NEW YORK - New York City's police commissioner says officers have purposefully not written tickets or made some low-level arrests in the nearly three weeks since two officers were fatally shot.

Commissioner William Bratton said Friday that no police union gave any official instructions to slow police efforts. There are reports criminal summonses plummeted more than 90 percent in recent weeks.

Bratton told WNYC he's aware of how difficult the past few weeks have been for officers. Late last year, police responded to widespread protests in the city, following a grand jury's decision not to indict a police officer in the chokehold death of Eric Garner. And on Dec. 20, officers Rafael Ramos and Wenjian Liu were shot and killed in their patrol car in Bedford-Stuyvesant, Brooklyn.

Bratton acknowledged morale among some officers is low.

"I'm very conscious of the impact of all of those (events) on my personnel," Bratton told the station, adding that the department is taking a measured approach as it returns to normal policing.

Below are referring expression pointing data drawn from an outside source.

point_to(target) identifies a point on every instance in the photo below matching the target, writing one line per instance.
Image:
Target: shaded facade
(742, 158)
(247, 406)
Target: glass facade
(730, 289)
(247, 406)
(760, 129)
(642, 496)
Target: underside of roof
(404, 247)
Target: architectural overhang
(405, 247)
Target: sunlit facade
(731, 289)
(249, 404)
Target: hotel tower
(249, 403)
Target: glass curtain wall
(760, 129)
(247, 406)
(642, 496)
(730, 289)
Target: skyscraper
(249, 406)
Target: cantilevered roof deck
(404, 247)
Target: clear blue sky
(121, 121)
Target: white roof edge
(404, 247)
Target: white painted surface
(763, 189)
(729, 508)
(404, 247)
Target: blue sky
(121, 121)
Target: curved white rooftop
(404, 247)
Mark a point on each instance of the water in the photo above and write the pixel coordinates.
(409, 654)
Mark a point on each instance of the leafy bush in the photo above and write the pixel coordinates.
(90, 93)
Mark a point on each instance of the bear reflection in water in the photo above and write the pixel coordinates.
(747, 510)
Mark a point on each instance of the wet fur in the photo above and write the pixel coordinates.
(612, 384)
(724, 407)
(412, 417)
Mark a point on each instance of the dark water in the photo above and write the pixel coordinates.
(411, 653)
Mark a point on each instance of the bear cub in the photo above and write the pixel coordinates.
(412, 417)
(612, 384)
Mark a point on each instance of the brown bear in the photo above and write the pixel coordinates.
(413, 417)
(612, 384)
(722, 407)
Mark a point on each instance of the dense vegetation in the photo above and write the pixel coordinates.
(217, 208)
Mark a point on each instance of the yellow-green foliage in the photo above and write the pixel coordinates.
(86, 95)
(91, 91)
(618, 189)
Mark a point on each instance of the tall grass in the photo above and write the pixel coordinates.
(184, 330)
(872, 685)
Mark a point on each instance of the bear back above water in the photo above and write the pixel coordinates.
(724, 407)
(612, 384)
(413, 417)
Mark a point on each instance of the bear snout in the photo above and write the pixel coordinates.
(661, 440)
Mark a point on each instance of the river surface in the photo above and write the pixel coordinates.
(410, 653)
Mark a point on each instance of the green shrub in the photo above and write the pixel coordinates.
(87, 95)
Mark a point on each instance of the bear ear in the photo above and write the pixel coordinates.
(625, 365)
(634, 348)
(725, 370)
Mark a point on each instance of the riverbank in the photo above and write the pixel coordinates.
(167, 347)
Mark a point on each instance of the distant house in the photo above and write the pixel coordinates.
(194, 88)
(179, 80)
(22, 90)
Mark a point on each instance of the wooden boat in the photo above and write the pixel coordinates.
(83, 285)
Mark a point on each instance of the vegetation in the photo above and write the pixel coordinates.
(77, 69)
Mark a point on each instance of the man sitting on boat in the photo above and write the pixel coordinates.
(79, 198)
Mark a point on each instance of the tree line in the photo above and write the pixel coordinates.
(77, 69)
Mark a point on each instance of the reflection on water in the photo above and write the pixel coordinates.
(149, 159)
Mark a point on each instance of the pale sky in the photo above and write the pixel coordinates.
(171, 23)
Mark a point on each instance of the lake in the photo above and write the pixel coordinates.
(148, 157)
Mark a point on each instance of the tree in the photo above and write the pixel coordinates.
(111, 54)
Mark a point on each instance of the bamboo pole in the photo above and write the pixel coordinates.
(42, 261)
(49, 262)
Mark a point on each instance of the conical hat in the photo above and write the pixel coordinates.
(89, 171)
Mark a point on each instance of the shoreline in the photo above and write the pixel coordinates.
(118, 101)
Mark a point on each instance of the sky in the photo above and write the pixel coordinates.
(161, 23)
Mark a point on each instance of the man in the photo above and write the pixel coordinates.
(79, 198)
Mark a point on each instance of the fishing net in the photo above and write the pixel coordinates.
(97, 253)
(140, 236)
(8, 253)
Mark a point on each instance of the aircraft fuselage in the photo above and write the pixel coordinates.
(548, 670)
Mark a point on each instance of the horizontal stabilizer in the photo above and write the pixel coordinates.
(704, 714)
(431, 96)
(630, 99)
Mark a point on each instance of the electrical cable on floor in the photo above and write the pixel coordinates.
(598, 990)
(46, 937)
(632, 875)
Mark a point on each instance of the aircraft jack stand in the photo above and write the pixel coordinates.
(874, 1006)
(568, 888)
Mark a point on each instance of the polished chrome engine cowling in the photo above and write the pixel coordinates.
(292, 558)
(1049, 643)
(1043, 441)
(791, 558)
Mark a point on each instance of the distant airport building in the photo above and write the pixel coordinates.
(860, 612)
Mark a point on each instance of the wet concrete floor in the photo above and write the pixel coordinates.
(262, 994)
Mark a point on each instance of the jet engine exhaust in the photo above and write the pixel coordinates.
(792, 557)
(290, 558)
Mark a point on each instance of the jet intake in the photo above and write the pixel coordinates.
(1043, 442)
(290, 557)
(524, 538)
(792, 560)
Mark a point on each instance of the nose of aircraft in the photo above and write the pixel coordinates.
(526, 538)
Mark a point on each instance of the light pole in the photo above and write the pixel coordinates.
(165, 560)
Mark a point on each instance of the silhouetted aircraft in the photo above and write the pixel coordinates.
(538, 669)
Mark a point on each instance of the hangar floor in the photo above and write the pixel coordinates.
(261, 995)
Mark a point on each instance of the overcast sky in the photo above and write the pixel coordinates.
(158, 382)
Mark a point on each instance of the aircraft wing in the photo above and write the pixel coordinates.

He also told WNYC, "We're coming out of what was a pretty widespread stoppage of certain types of activity, the discretionary type of activity by and large." He said that despite the slowdown in prosecuting smaller, quality-of-life criminal offenses, major crimes in the city are down overall.

He said he's not concerned that the recent slowdown has affected safety.

One officer was suspended for insubordination during the period but it wasn't directly related to the slowdown.

Tensions continue to run high between New York City Mayor Bill de Blasio and police unions, who earlier this week denied a work stoppage was occurring, and who have taken issue with the mayor's handling of the Garner case in particular.